# Mastra
### Downloading the mastra dataset
*Written by - Rasmus Bergman rbvp20@student.aau.dk*

This notebook for downloading the open dataset from Mastra

In [2]:
# Import Libraries
import urllib.request
import pyproj
import json
import geopandas as gpd
import os
import constants as c

# Constants
X_SLICES = 10
Y_SLICES = 15

In [71]:
# The api is restricted to a maximum of 3000 data points.
# Therefore it is necessary to get the data in smaller areas.
# The bounding box of Denmark is used to divide the area into smaller parts.
# This bounding box is then sliced into 10x15 parts.
# The data is then fetched from the api in these smaller areas.

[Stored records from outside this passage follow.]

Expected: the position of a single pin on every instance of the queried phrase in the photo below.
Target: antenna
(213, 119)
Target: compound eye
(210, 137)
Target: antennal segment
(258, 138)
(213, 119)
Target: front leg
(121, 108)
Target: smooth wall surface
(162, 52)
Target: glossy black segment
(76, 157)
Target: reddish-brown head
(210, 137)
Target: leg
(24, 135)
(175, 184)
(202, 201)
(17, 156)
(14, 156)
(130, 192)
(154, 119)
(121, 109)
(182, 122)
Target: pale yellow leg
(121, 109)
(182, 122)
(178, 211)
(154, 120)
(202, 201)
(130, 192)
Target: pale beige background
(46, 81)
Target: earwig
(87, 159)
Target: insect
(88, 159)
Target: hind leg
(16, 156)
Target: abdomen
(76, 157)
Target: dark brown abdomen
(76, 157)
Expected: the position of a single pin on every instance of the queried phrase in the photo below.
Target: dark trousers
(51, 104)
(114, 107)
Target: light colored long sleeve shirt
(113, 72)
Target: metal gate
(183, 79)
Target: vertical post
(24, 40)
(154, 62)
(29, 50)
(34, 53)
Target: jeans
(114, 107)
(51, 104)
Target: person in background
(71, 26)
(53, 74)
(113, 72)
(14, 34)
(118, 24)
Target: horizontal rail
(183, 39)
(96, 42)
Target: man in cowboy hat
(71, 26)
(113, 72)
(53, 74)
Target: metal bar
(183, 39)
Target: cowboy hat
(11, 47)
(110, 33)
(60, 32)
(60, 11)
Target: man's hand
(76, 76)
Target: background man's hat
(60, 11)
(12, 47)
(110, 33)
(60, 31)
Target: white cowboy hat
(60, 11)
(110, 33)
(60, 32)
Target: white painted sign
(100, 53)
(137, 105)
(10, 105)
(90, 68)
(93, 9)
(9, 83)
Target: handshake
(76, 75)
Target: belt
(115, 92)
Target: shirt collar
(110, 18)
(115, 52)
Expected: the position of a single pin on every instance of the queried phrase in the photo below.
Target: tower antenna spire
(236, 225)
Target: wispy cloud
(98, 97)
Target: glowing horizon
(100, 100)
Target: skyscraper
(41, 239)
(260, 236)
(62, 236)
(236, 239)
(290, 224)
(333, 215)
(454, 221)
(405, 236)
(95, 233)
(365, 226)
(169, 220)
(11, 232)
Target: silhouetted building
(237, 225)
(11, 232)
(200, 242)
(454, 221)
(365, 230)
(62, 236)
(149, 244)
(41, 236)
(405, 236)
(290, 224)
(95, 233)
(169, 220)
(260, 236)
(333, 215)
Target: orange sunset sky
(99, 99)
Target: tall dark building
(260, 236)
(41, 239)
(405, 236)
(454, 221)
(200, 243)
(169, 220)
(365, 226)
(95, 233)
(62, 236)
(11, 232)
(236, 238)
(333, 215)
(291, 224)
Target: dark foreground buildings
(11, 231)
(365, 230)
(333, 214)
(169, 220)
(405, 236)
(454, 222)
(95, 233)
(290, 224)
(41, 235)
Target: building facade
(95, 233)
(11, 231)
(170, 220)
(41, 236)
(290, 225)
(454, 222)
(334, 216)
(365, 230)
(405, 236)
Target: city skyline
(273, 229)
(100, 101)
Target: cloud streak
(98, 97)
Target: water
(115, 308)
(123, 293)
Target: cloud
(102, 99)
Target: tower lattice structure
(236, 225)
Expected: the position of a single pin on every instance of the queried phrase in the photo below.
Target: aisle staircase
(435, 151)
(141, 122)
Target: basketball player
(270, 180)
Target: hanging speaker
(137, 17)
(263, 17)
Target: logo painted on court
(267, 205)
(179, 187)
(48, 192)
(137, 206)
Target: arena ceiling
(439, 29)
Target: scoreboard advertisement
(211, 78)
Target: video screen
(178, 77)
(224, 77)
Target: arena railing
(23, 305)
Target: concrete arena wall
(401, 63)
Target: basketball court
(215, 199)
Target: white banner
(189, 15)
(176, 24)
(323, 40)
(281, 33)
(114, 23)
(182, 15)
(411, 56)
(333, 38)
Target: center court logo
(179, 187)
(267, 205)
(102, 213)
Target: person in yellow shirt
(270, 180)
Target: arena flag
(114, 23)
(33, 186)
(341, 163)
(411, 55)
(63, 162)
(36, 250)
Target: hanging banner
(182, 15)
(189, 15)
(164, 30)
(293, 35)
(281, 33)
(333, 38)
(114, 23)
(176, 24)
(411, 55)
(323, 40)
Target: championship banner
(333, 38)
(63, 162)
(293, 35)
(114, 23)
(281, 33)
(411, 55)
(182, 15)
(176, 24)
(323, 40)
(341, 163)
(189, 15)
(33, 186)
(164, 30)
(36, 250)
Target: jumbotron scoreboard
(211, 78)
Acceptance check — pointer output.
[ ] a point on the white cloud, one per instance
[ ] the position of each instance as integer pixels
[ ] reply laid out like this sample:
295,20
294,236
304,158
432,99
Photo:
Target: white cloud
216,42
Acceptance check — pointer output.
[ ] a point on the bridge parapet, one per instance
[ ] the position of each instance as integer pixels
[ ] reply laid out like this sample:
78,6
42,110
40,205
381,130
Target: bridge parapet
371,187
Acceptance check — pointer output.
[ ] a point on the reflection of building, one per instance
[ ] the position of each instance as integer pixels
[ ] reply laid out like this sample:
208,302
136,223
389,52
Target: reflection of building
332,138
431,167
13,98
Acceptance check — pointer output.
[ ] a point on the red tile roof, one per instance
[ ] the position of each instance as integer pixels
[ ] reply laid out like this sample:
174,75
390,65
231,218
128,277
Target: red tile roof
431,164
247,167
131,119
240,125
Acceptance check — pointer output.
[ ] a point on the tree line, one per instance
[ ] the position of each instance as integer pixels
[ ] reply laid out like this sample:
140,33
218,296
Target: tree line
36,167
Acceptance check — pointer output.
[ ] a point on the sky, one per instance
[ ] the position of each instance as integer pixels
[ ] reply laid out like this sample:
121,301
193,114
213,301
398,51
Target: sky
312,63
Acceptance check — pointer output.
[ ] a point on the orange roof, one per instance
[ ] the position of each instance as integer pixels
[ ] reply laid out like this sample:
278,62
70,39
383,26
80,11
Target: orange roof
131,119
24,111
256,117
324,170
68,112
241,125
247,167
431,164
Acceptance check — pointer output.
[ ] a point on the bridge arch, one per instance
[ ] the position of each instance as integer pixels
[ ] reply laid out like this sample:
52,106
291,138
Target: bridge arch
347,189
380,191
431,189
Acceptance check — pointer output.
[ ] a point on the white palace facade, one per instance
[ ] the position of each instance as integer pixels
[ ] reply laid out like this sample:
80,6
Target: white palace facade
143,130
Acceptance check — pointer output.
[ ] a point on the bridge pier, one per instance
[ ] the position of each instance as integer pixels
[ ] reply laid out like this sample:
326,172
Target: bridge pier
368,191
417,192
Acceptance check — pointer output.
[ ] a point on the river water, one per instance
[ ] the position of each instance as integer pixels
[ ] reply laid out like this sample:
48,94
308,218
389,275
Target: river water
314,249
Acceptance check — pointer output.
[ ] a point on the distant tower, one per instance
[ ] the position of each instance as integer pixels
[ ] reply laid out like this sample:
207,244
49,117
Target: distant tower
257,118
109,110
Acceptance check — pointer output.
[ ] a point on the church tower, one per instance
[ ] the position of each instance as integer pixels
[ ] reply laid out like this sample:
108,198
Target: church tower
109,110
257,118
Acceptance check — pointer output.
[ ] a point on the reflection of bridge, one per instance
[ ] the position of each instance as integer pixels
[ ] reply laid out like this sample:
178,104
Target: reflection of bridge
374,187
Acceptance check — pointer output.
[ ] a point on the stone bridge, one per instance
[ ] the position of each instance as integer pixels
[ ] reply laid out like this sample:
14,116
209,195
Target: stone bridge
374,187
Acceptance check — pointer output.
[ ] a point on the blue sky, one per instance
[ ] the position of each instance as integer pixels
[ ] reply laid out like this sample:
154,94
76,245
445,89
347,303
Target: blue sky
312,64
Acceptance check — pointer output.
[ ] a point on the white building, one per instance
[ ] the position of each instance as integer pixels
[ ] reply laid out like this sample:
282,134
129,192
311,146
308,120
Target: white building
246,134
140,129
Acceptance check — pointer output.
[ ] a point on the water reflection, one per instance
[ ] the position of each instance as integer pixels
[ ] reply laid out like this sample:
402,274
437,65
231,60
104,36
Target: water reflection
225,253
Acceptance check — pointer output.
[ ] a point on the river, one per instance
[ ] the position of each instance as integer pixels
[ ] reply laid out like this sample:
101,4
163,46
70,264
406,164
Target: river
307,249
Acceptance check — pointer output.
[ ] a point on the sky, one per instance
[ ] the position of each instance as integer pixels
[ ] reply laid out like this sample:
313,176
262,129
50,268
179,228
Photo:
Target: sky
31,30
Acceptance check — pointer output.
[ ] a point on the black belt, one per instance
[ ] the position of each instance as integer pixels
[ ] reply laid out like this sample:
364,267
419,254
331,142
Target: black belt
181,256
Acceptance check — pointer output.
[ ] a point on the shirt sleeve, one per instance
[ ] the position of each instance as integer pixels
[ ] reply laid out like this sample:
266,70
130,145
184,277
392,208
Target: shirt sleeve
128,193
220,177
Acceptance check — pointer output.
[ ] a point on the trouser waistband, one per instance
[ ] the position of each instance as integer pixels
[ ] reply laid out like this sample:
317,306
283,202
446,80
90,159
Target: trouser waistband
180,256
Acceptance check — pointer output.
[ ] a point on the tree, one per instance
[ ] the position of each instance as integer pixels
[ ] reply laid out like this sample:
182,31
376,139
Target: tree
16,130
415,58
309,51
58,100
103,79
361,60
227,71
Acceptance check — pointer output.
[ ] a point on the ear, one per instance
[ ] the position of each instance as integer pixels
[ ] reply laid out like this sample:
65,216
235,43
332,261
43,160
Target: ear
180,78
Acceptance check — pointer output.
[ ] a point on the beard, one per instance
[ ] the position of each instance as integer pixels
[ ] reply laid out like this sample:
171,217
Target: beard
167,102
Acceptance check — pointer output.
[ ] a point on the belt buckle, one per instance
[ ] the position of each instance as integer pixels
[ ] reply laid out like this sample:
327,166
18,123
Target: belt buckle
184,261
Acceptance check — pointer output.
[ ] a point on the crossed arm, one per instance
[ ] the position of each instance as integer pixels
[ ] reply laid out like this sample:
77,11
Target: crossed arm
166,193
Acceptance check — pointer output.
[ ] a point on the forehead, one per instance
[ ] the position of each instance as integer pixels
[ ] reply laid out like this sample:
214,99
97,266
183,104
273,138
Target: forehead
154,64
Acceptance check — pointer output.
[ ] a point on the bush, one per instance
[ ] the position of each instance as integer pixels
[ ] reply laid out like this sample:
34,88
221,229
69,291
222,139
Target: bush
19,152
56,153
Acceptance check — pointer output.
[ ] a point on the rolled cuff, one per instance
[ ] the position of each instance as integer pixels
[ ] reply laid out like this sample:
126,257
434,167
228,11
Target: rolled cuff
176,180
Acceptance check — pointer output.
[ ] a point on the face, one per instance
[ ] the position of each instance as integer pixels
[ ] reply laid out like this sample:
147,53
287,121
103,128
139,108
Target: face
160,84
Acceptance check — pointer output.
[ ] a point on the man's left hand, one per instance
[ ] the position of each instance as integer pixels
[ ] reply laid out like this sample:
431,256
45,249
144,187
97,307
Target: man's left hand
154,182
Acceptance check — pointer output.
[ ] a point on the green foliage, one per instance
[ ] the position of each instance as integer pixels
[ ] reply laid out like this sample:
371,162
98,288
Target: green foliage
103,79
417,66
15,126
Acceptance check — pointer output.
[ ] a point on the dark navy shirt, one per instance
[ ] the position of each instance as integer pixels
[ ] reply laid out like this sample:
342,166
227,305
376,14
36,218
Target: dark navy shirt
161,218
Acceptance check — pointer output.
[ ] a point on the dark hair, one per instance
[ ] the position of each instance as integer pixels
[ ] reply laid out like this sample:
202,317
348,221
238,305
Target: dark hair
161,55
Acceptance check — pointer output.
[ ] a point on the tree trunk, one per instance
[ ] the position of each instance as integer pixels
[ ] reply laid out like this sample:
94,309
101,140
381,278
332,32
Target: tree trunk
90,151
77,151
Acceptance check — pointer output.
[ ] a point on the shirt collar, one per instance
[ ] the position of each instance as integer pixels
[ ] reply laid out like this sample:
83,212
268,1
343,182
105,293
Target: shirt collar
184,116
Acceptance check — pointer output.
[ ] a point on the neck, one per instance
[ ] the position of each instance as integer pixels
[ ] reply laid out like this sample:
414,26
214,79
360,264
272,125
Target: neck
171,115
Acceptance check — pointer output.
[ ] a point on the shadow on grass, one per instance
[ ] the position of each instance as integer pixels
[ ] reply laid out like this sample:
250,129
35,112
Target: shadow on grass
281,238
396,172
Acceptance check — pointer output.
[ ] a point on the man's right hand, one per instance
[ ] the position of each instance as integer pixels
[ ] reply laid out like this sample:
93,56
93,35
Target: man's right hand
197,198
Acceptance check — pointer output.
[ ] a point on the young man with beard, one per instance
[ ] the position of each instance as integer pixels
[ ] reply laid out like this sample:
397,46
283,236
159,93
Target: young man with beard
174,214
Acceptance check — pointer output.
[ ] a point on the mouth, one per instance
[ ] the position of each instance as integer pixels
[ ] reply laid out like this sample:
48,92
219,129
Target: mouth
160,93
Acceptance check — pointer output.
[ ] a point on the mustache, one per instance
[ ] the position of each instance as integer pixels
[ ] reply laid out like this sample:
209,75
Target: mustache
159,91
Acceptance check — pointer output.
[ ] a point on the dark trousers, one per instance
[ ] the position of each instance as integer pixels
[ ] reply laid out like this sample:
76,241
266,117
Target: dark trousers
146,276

DK_BBOX = (8.08997684086, 54.8000145534, 12.6900061378, 57.730016588)
source_crs = pyproj.CRS("EPSG:4326")
target_crs = pyproj.CRS("EPSG:25832")
string_encoding = 'latin-1' 
# The data is encoded in latin-1 maybe?
# For 1 of the files downloaded it is not encoded in latin-1, so it must
# be fetched manually and saved in the "data/mastra" folder with the name
# specified in the printout.

transformer = pyproj.Transformer.from_crs(source_crs, target_crs, always_xy=True)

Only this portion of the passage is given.